おいしい不動産投資にする方法
不動産投資で失敗してしまう要因
自分の資金力以上の買い物はNG
その答えは簡単です。自分の資金力以上の買い物をするからです。
例えば、貯金がない方がフルローン・オーバーローンで不動産投資をすると失敗してしまいます。とても不思議なのが、「貯金がないです」という方でも、銀行が融資してしまうのです。
ちゃんと働いて職がある方には、年収の10倍くらい平気でお金を貸してくれますから、そうすると借りられるので買ってしまう。ですが、ちょっと空室が続いたりするとすぐ赤字になるので、貯金がないとそこで破滅してしまいます。もうその時点で、破産しかなくなってしまうので、自分の資金力以上の買い物はしてはいけません。

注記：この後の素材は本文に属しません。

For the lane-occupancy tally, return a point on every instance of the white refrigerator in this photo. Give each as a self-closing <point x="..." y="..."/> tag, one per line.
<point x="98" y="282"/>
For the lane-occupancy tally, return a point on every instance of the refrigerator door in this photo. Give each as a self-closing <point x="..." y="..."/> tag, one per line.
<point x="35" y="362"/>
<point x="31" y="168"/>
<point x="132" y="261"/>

皆さん現金を持っていれば、フルローンを組んでもオーバーローンで組んでもかまいません。
今の時期なら1%前後と本当に金利が低いので、その金利を有効活用して、自分で持っている現金を置いておいて、フルローンを組んでもいいし、オーバーローンにしてもいいのです。ただし、何かあった時に現金ですぐに補填できるという確実な備えがある場合に限ります。
資金力以上の買い物をしてしまう要因
今の資金力以上の買い物をしてしまう方が、なぜそのような買い物をしてしまうのか?それについては、勉強不足が要因です。勉強不足なので、不動産業者の言いなりで買ってしまうのです。この勉強不足の中には、シミュレーションができないからということも含んでいます。
結局自分の手残りがいくらなのかという計算ができないので、資金力以上の買い物をしてしまいます。

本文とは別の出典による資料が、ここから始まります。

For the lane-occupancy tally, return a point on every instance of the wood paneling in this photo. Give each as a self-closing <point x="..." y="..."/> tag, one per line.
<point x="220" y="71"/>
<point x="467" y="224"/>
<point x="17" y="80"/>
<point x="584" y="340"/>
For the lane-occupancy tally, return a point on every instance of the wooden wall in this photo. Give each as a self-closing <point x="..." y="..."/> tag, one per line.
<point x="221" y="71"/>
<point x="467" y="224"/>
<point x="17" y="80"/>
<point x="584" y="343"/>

加えて、今投資家のセミナーなどで流行っている、担当者の「頭金なしで儲かる」という言葉に乗せられてしまうのです。そんなにおいしい話は世の中にはありません。株にしても、FXにしても、なんにしてもそうですが、そういう頭金なしで儲かるという言葉に乗せられてはいけないということです。
適切なアドバイスをする指導者が必要
あとは、適切なアドバイスをする指導者がいないという点もあります。不動産業界は、特にそうです。本当に親身になってアドバイスしてくれる方が少ないのです。そういう方を見つけていかなくてはいけないということです。

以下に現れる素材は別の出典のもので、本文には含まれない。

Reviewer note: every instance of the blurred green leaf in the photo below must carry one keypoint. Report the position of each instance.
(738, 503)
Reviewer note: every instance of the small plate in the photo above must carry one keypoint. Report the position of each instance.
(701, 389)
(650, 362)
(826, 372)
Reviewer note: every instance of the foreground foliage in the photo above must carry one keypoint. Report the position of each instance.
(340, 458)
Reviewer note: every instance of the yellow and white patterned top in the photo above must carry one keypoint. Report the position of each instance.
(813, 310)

不動産の世界は本当に特殊で、仲介手数料が3%プラス6万円なので、例えば一億円の物件だと手数料300万円を手にします。例えば10億円不動産を仲介すると手数料3000万円なので、どうしてもそこで色々な思惑などがあって、本当に誠実な不動産会社もたくさんいるものの、なかなか表に出てこなくて騙されてしまう場合が多いです。
不動産投資で失敗しないために必要なこと
それでは、不動産投資で失敗しないためにはどのようにすればよいのでしょうか?
不動産投資の常識を疑う
不動産投資の常識を疑うということが、重要だと思います。
巷で言われている不動産投資の常識
・利回りはできるだけ高いものを買う
・ローンを活用して効率の良い投資をする
・利回りの高い地方に投資をする
これは本当に正しいのでしょうか?少し疑ってみましょう。
利回りはできるだけ高いものを買う
利回りが高いということは何ですか?実はリスクが高いということになります。FXをされている方はよくご存じだと思いますが、例えば国によって金利は全然違っており、日本やアメリカは低金利ですが、新興国の南アフリカやトルコは金利が高いです。リスクの高い国だから、金利が高いのです。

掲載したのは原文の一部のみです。